John Magufuli s’est aussi rendu de façon inopinée à l’hôpital Muhimbili et, après avoir traversé et vu de ses propres yeux les pires endroits et recoins du lieu, habituellement dissimulés aux visiteurs importants, il a renvoyé le directeur, le conseil d’administration de l’hôpital et ordonné que tous les équipements non fonctionnels (qui amènent les gens à se rendre dans des cliniques privées appartenant à quelques docteurs exerçant par ailleurs dans des hôpitaux publics) soient réparés dans un délai de deux semaines, sous peine du renvoi du directeur nouvellement nommé. Les équipements ont été réparés en trois jours.
Enfin, la semaine dernière, pour l’ouverture officielle du parlement, le président Magufuli n’a pas pris l’avion pour se rendre à Dodoma, mais a parcouru en voiture les 600 km depuis Dar Es Salam. Il a drastiquement réduit la taille du convoi présidentiel, et même celle de la délégation qui se déplace avec lui. Le choix de son premier ministre, un technocrate inconnu doté d’une réputation de grand travailleur incorruptible, a laissé sur le carreau tous les gros calibres aspirant à la fonction.
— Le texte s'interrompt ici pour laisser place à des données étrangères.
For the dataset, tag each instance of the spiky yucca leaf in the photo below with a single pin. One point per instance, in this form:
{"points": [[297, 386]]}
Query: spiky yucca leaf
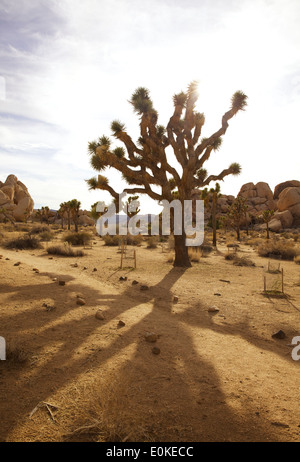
{"points": [[180, 99], [119, 152], [104, 141], [172, 183], [236, 168], [141, 142], [102, 181], [97, 163], [131, 181], [160, 130], [193, 87], [141, 101], [92, 146], [216, 144], [117, 127], [92, 183], [239, 101], [200, 117], [201, 174]]}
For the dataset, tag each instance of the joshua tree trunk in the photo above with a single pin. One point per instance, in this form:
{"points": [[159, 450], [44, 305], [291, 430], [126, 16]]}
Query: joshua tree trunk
{"points": [[214, 223], [181, 252]]}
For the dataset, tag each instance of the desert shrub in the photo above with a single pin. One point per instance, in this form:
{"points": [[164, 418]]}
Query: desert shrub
{"points": [[152, 242], [206, 249], [78, 238], [239, 261], [278, 249], [23, 228], [8, 227], [134, 240], [22, 243], [65, 250], [37, 229], [117, 240], [170, 258], [111, 240]]}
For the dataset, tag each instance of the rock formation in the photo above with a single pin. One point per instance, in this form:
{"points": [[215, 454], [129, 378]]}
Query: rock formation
{"points": [[259, 198], [15, 199]]}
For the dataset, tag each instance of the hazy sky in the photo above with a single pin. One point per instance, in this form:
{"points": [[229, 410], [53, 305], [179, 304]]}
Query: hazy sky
{"points": [[68, 68]]}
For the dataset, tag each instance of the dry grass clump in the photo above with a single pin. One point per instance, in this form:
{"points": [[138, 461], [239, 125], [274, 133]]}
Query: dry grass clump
{"points": [[297, 260], [78, 238], [117, 240], [152, 242], [278, 249], [37, 229], [23, 243], [194, 256], [105, 415], [65, 250]]}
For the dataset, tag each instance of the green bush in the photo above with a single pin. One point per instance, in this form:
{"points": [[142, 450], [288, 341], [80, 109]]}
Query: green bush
{"points": [[22, 243], [37, 229], [78, 238], [65, 250], [278, 249], [46, 236]]}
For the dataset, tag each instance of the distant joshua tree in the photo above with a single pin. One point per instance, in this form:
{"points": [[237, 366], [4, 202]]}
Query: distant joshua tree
{"points": [[267, 216], [145, 166], [75, 205]]}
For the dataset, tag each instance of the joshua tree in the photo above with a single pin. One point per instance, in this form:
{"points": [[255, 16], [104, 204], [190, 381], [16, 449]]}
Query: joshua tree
{"points": [[215, 195], [94, 213], [237, 213], [145, 165], [74, 206], [267, 216], [45, 211], [132, 213], [39, 215], [62, 210]]}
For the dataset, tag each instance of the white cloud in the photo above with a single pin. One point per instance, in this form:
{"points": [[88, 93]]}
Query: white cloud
{"points": [[70, 67]]}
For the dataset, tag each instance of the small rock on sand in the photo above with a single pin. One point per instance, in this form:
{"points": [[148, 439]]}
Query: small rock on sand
{"points": [[280, 335], [151, 337], [99, 315], [155, 350], [213, 309]]}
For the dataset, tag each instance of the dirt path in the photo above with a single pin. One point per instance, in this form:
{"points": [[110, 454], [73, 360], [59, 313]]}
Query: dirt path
{"points": [[217, 378]]}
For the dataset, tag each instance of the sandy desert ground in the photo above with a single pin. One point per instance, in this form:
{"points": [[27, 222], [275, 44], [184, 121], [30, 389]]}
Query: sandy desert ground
{"points": [[219, 376]]}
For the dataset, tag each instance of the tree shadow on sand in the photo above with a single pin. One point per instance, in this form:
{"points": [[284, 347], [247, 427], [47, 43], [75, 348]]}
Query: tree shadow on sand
{"points": [[189, 402]]}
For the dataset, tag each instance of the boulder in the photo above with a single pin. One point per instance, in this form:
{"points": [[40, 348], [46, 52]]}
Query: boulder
{"points": [[288, 198], [15, 198], [285, 217], [275, 225], [287, 184], [86, 221]]}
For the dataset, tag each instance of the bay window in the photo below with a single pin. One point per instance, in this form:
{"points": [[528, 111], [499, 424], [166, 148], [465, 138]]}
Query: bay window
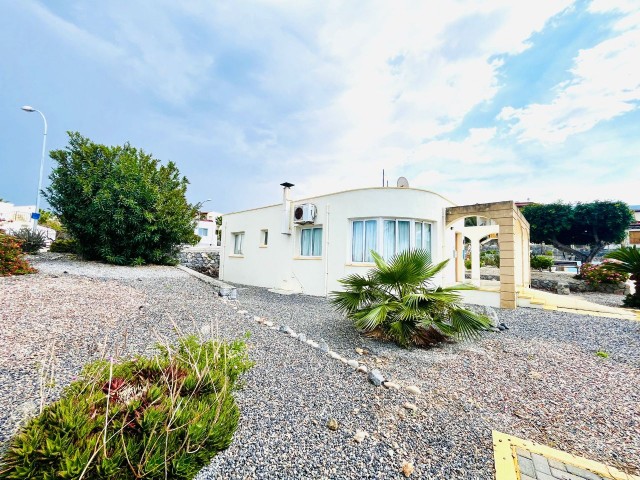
{"points": [[388, 236]]}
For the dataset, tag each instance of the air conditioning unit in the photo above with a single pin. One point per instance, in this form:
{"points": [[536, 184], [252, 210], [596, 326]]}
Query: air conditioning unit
{"points": [[305, 213]]}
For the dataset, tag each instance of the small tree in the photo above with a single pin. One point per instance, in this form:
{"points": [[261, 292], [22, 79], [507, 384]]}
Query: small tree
{"points": [[594, 224], [626, 260], [120, 204]]}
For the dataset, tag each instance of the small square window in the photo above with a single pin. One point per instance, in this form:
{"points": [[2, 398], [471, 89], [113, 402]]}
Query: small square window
{"points": [[238, 240]]}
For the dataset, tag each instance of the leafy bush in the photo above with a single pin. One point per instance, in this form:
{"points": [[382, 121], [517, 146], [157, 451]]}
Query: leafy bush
{"points": [[397, 300], [68, 245], [151, 418], [490, 258], [626, 261], [597, 274], [30, 241], [11, 257], [120, 204], [49, 220], [541, 262]]}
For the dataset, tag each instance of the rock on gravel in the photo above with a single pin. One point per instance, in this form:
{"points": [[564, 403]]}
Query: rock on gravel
{"points": [[580, 402]]}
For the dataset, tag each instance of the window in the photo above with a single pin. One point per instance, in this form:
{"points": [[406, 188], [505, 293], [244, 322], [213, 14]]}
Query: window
{"points": [[423, 236], [387, 235], [397, 237], [238, 240], [311, 242], [364, 239]]}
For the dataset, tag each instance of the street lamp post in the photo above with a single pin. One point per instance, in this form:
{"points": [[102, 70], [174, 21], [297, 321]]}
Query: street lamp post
{"points": [[27, 108]]}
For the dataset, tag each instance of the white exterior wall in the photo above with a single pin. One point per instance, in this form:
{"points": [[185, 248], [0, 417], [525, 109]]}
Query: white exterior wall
{"points": [[210, 239], [279, 264]]}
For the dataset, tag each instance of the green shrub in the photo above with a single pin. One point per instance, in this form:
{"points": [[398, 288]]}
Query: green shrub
{"points": [[11, 257], [541, 262], [490, 258], [68, 245], [152, 418], [120, 204], [626, 261], [597, 274], [398, 301], [30, 241]]}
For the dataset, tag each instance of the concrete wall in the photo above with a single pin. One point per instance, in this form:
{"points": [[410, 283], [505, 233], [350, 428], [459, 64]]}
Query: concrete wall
{"points": [[199, 258], [279, 264]]}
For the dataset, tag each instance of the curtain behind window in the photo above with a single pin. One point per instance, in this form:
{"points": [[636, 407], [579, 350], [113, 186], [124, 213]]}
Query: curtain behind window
{"points": [[404, 235], [305, 242], [389, 239], [357, 242], [370, 239], [316, 250]]}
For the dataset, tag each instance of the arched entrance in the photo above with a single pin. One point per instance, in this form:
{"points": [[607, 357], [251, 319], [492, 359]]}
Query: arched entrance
{"points": [[512, 228]]}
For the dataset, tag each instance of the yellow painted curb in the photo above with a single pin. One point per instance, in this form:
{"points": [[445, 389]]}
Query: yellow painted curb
{"points": [[506, 463]]}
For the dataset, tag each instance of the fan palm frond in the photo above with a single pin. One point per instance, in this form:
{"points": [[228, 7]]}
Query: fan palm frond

Cela est-il vraiment surprenant de la part d’un président de la République qui a demandé que tous ceux qui souhaitaient passer le voir (certains avec des cadeaux) pour le congratuler pour sa victoire électorale, le félicitent exclusivement par téléphone ?
Après les visites impromptues du ministère des finances et de l’hôpital Muhimbili, le port –administration la plus corrompue, remplie de fonctionnaires retardataires et voleurs– est subitement devenu l’endroit le plus efficace. Plus de cargaisons manquantes, les procédures sont exécutées rapidement et les demandes habituelles de pots-de-vin pour sortir les conteneurs ont disparu.
Pour finir, l’annonce a été faite que tous ceux qui ont acheté des sociétés d’Etat lorsqu’elles ont été privatisées, mais qui, vingt ans plus tard, n’en ont pas fait quelque chose, doivent immédiatement relancer ces industries, sous peine de renationalisation.
Quel contraste avec Alassane Dramane Ouattara, lui aussi vainqueur, dans des conditions particulièrement antidémocratiques et calamiteuses, des élections présidentielles organisées en Côte d’Ivoire le même 25 octobre 2015, dont les premiers actes ont été de mettre le gouvernement en vacances pour un mois, avant de partir lui-même en voyage privé en Europe, et de parcourir à bord de sa flotte présidentielle, les sommets européens et capitales occidentales, accompagné comme à son habitude d’une suite dithyrambique.
Vivement 2020, et l’arrivée au pouvoir du Pr. Mamadou Koulibaly, la seule personnalité politique ivoirienne dont le programme prévoit la mise en place de mesures aussi iconoclastes que celles de John Magufuli, avec en plus des réformes profondes du système, comme la distribution gratuite des titres fonciers aux populations rurales, le passage au régime parlementaire et la sortie du franc cfa, qui permettront non seulement un meilleur contrôle du personnel politique, mais également une lutte efficace contre la pauvreté et un accroissement de la liberté d’entreprendre.